Monday, August 19, 2013

Math As Science

Waxing a bit philosophical today....

The debate over whether or not mathematics is a science goes back a long while. I won't address that argument specifically (since I think the underlying question of what is "a science" is unresolved and unresolvable -- the author below believes there exist "standard" operating definitions for science that work -- I don't believe those definitions can be used consistently, precisely, or unambiguously (and that has nothing to do with 'post-modernism' per se, as the writer would imply, but simply with the imprecise nature of language and limits/uncertainties of human cognition -- some biology IS science, some ISN'T; same for physics, geology, psychology, medicine, etc.).

But with that said, I did enjoy the approach and content of this 2008 piece on the subject, which touches upon several topics:

In the end the author concludes:
"Nature is innately mathematical, and she speaks to us in mathematics.
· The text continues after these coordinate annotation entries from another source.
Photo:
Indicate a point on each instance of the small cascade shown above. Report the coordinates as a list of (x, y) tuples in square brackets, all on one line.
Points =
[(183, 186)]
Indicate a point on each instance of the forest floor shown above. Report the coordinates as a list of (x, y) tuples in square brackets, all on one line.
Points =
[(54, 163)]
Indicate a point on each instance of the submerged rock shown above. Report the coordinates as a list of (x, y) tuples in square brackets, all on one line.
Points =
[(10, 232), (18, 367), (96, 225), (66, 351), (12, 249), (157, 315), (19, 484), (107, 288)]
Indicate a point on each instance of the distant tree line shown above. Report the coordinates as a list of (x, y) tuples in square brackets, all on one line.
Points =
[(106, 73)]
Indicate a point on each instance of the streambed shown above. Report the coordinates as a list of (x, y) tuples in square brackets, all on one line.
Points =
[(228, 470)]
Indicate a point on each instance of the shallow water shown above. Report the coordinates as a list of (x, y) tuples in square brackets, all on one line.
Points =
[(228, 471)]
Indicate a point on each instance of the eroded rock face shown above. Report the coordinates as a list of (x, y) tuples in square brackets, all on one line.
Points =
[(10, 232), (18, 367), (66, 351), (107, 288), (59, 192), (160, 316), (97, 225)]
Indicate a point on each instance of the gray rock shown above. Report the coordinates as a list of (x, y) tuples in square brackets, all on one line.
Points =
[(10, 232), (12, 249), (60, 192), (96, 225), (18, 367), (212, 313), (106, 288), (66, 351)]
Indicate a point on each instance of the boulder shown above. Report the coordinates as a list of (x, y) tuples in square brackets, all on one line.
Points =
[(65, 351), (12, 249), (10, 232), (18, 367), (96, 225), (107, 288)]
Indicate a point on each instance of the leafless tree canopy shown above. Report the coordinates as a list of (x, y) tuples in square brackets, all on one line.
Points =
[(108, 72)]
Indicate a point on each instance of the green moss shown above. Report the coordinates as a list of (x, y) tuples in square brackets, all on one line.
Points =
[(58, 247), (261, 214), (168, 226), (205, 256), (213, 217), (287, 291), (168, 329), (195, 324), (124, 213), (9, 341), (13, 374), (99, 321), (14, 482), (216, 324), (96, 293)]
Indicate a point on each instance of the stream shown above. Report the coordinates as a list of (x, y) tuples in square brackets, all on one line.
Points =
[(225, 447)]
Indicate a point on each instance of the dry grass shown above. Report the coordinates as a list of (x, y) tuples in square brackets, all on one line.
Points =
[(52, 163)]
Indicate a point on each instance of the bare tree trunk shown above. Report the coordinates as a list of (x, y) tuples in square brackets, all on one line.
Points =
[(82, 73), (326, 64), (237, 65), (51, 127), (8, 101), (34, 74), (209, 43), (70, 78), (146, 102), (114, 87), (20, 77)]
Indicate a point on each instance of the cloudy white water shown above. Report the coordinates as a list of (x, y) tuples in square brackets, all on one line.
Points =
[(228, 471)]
We only have to listen.
"Because nature is mathematical, any science that intends to describe nature is completely dependent on mathematics. It is impossible to overemphasize this point, and it is why Carl Friedrich Gauss called mathematics 'the queen of the sciences'."
 I have no qualms calling math 'the queen of the sciences' -- am just not sure that that means anything more than that math is the most logically precise/rigorous and least ambiguous of the large, continuous (not discrete) gradient of human thought processes.